Concrètement, un salarié Syntec percevant 420 EUR de prime de vacances par an verra son SJR légèrement augmenté par rapport à un salarié sans cette prime, ce qui améliorera le montant de son allocation chômage. L'impact reste modeste (environ 1 EUR par jour d'ARE supplémentaire) mais il s'accumule sur toute la durée d'indemnisation.
De même, la prime de vacances versée en solde de tout compte lors d'un licenciement ou d'une rupture conventionnelle est intégrée dans l'assiette de calcul de l'ARE. Il est donc important de vérifier que cette prime figure bien sur votre attestation employeur remise à France Travail.

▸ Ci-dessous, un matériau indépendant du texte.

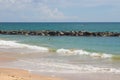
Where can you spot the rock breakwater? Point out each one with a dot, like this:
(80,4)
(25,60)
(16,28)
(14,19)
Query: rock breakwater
(61,33)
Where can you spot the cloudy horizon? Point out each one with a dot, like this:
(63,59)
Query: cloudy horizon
(59,11)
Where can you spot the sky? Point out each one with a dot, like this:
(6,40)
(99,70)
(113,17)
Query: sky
(59,10)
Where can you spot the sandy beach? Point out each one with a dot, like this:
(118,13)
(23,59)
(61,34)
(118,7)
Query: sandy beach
(18,74)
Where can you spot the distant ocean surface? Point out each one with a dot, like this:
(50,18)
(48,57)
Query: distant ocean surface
(63,53)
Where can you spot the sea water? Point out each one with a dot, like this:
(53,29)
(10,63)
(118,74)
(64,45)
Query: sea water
(63,54)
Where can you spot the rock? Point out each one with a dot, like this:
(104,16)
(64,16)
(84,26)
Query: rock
(61,33)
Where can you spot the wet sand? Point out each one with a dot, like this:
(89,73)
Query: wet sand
(18,74)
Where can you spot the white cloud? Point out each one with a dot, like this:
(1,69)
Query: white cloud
(30,10)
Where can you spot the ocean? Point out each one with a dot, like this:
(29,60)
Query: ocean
(62,54)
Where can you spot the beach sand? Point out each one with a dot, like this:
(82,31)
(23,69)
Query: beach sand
(18,74)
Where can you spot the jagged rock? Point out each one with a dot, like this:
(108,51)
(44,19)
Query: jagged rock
(61,33)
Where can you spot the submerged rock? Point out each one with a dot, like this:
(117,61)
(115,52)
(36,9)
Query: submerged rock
(61,33)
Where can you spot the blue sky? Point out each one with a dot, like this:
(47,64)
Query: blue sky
(59,10)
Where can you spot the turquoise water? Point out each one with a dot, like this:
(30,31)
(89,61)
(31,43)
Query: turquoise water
(109,45)
(63,54)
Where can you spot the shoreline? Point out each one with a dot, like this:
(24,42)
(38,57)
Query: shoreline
(19,74)
(60,33)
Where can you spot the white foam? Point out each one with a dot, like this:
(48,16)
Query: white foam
(69,52)
(43,65)
(14,44)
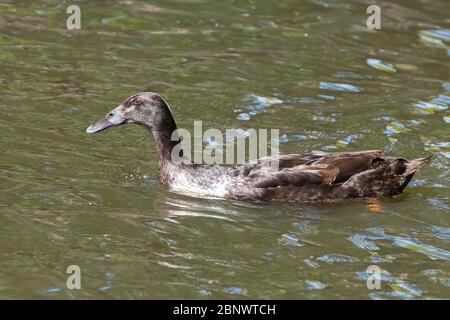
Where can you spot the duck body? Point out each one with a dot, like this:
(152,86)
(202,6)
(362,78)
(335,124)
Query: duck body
(295,178)
(299,178)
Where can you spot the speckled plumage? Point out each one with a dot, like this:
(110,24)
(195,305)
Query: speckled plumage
(297,178)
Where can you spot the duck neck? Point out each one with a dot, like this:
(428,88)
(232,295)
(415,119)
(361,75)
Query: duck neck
(166,137)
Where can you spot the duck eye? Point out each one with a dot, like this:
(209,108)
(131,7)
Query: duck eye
(137,102)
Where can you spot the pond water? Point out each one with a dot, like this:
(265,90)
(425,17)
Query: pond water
(310,69)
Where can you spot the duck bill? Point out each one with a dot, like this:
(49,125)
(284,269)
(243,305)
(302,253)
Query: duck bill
(111,120)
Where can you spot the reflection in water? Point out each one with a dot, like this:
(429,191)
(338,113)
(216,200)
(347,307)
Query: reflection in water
(310,69)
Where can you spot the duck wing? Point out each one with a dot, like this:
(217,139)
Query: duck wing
(299,170)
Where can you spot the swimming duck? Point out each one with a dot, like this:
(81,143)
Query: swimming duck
(297,178)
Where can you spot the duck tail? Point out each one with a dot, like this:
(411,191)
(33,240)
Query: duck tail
(410,167)
(414,165)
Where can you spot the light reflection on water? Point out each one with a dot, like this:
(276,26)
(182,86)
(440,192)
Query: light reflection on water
(310,69)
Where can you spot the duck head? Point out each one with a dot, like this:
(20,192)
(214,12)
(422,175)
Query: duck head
(146,108)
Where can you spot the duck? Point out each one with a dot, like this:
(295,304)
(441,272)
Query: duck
(316,177)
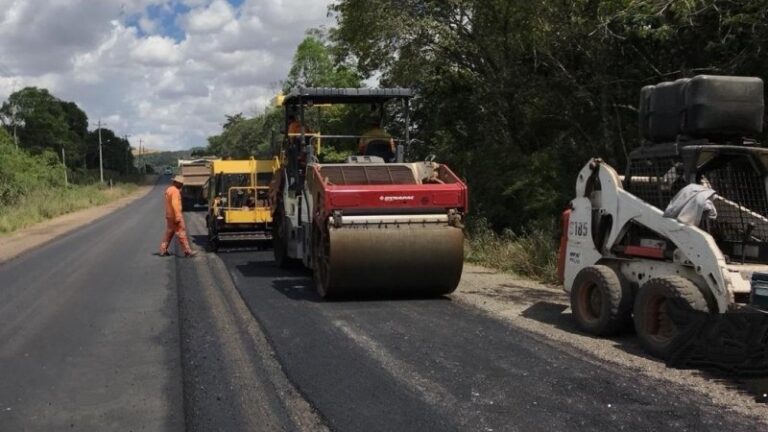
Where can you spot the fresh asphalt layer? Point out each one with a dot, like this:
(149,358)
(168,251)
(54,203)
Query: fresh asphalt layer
(97,333)
(430,364)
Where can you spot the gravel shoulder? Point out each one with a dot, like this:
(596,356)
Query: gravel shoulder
(13,245)
(544,311)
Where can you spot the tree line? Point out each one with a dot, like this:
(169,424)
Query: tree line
(39,122)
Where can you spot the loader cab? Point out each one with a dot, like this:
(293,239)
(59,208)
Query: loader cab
(703,130)
(240,204)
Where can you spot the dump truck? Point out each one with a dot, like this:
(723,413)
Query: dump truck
(685,228)
(366,226)
(239,207)
(196,173)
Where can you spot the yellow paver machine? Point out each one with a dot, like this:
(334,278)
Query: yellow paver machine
(239,207)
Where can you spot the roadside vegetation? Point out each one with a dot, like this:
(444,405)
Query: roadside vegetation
(32,187)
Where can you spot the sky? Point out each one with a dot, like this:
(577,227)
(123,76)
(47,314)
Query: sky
(164,71)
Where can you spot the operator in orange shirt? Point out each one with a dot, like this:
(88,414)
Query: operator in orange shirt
(174,220)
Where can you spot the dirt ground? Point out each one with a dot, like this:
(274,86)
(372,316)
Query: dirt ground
(27,239)
(544,311)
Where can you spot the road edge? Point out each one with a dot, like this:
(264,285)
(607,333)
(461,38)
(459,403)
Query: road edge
(27,239)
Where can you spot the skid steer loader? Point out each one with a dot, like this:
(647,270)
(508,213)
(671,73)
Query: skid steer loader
(685,229)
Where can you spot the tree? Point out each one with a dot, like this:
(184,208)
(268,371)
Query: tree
(313,66)
(44,122)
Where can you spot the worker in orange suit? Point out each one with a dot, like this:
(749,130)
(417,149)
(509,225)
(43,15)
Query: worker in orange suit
(174,220)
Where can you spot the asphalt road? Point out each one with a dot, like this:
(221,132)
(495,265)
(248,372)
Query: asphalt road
(97,333)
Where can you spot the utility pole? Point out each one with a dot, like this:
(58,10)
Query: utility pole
(64,162)
(15,138)
(101,158)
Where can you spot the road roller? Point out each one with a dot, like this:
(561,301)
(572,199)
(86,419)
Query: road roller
(371,224)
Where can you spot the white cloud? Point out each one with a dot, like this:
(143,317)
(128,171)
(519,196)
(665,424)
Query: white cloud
(172,92)
(156,51)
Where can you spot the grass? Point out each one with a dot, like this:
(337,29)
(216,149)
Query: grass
(531,254)
(42,204)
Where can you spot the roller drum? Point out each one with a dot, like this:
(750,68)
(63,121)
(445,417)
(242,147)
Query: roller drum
(404,259)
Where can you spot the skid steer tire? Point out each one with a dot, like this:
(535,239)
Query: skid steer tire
(601,304)
(657,332)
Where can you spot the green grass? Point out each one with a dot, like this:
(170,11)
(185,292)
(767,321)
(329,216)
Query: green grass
(41,204)
(531,254)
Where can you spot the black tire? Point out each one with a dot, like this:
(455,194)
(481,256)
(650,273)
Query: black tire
(601,305)
(658,333)
(320,256)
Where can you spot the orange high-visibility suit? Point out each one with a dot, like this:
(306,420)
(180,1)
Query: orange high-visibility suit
(174,221)
(375,133)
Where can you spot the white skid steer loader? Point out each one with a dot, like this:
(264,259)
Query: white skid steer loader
(623,258)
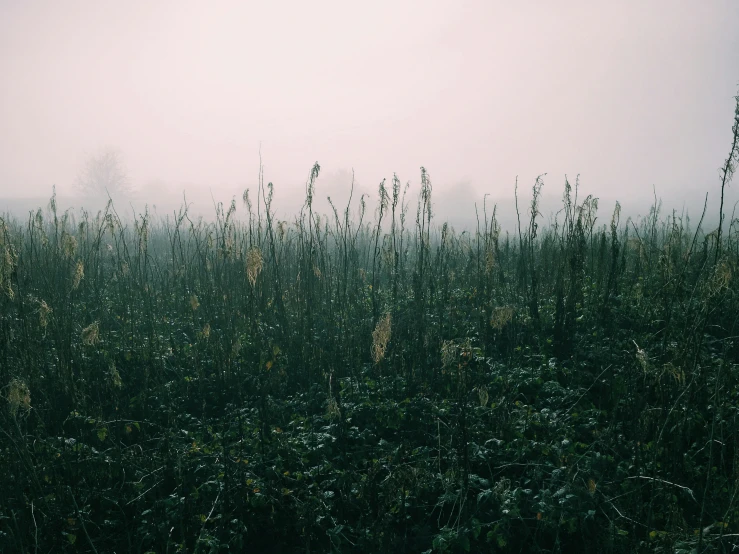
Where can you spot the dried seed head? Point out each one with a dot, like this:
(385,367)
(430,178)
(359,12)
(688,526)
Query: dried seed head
(69,246)
(448,353)
(380,338)
(114,377)
(79,274)
(91,334)
(482,395)
(501,317)
(19,396)
(254,264)
(43,313)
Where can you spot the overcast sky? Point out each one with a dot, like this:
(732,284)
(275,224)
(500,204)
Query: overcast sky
(627,94)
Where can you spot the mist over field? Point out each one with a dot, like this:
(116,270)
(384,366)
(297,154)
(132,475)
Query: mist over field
(437,277)
(630,97)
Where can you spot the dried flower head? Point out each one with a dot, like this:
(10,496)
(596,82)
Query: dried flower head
(91,334)
(44,311)
(69,246)
(501,317)
(79,274)
(254,264)
(19,396)
(448,353)
(380,338)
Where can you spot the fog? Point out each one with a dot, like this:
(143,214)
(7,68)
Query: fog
(634,97)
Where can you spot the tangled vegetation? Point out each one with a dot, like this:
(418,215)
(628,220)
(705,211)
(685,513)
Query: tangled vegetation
(337,385)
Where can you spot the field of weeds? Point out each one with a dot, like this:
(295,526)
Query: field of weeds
(368,382)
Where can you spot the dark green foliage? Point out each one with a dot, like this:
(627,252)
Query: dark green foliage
(330,385)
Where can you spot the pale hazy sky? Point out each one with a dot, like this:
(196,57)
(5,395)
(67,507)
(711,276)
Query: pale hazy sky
(628,94)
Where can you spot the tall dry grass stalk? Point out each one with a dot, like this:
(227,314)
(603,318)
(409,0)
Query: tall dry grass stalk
(254,264)
(380,338)
(19,396)
(91,334)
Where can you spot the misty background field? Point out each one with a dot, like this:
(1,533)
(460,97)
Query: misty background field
(498,314)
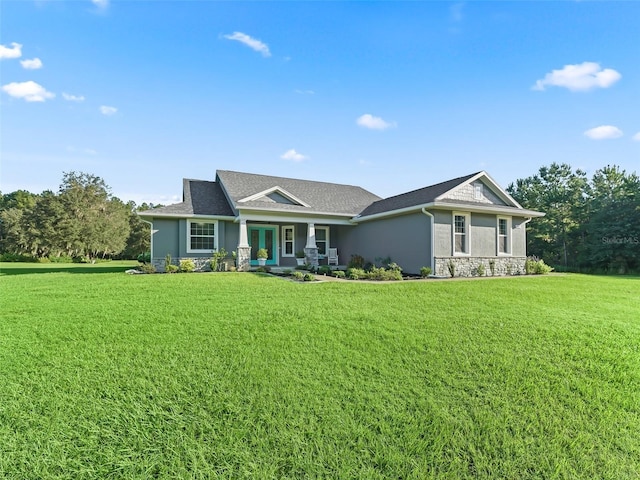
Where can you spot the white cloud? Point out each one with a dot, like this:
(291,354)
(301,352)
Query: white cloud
(293,156)
(30,91)
(15,51)
(72,98)
(101,4)
(603,132)
(374,123)
(34,64)
(250,42)
(580,77)
(105,110)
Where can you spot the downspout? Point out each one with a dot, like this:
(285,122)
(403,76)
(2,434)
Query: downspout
(431,243)
(151,237)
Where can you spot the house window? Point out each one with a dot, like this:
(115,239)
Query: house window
(460,233)
(201,236)
(504,242)
(477,191)
(288,249)
(322,240)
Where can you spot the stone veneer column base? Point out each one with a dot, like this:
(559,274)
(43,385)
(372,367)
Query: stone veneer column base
(244,259)
(468,266)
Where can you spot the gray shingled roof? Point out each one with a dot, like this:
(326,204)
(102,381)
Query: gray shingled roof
(199,198)
(320,196)
(414,198)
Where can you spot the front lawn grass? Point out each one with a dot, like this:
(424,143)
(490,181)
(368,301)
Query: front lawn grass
(249,376)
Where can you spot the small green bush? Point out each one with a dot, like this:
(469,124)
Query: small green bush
(324,270)
(535,266)
(170,268)
(187,265)
(144,257)
(354,273)
(384,274)
(14,257)
(425,272)
(147,268)
(452,268)
(357,261)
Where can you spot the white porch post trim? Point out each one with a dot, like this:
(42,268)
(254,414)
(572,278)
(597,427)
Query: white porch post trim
(311,236)
(244,236)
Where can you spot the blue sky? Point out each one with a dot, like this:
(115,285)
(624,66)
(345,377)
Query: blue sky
(391,96)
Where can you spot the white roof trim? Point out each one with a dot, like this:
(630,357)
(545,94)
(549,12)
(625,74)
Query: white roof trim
(508,199)
(275,189)
(462,207)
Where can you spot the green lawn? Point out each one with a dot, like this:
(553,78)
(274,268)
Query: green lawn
(108,375)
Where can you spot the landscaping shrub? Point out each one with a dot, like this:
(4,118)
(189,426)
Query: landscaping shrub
(535,266)
(147,268)
(452,268)
(216,262)
(324,270)
(14,257)
(355,273)
(187,265)
(379,273)
(144,257)
(357,261)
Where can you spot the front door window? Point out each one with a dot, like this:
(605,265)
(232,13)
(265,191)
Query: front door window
(263,237)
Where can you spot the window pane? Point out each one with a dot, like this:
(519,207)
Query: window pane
(503,244)
(502,224)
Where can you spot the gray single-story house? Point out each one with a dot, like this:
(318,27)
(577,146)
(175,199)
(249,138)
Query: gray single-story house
(463,222)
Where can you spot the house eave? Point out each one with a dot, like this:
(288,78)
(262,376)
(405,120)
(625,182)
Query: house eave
(186,215)
(493,209)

À retenir : La prime de vacances n'est pas prévue par le Code du travail mais peut être obligatoire en vertu de votre convention collective (Syntec : 10 % des CP, BTP : 30 % des CP). Elle est soumise à toutes les cotisations sociales et à l'impôt sur le revenu. Vérifiez votre convention collective (IDCC sur votre bulletin de paie) pour connaître vos droits. Si elle existe par usage, l'employeur ne peut la supprimer sans dénoncer formellement l'usage. En cas de non-versement, le délai de prescription est de 3 ans devant les prud'hommes. La prime est prise en compte dans le calcul de l'ARE en cas de chômage.